政略夫婦の愛滾る情夜~冷徹御曹司は独占欲に火を灯す~
コーヒーはマンデリン。
私ったらこんなに影響されやすい人だったのかと呆れるくらい、実家に帰ってからも、専務が好きなマンデリンばかり飲んでいた。
そんな自分の女々しさが嫌だったけれど、今は心からホッとしている。専務を忘れるためにも捨てちゃおうかと思った矢先だったから。
危ないところだったと独り言ちて、カップにコーヒーを注ぎ、クッキーを添える。
暇に任せて昨日焼いた手作りクッキー、食べても食べなくてもいい、専務に出せるだけでうれしくてたまらない。

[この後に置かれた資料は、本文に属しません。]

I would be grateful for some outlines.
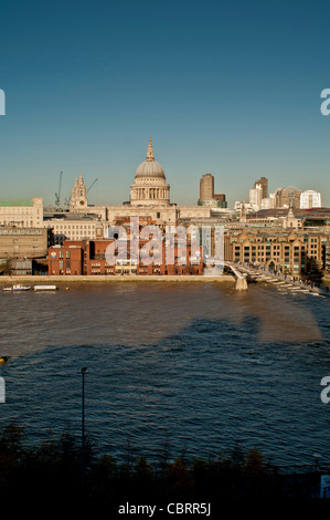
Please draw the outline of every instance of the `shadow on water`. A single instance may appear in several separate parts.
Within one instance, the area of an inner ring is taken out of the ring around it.
[[[190,315],[158,342],[54,344],[17,357],[1,371],[2,419],[23,422],[32,439],[68,422],[79,435],[87,366],[86,427],[114,455],[125,455],[127,439],[151,458],[169,441],[204,455],[238,440],[285,464],[309,464],[316,450],[330,460],[329,410],[319,398],[329,340],[309,309],[238,300],[234,316],[235,305],[220,319]],[[296,312],[301,330],[290,323]]]

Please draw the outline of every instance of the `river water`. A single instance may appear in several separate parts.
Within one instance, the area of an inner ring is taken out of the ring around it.
[[[330,299],[264,283],[71,283],[0,293],[0,426],[31,441],[86,433],[100,451],[157,458],[257,447],[330,464]]]

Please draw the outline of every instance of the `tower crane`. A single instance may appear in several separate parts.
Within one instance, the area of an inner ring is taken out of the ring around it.
[[[55,194],[55,205],[58,207],[61,204],[61,186],[62,186],[62,175],[63,171],[60,174],[60,183],[58,183],[58,193]]]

このキッチンからは見えないけれど、専務は私の部屋にいる。
嘘みたいな本当の話に、私はずっと混乱している。
二時間くらい前。
花束を持ってきてくれた専務を両親に紹介した。
専務は突然の訪問を謝って、『紗空さんに結婚を申し込みに来たんです』なんて言い出したものだから、両親はひっくり返らんばかりに驚いて、それはもう大騒ぎになった。
何しろ大変な時にお金を貸してくれた恩もある。とにかく家でお茶でもという話になり、話は弾んでそのまま昼食をみんなでとることになって。
専務は明日も休みだと聞いた父が、泊まっていってもらいなさいと言い出した。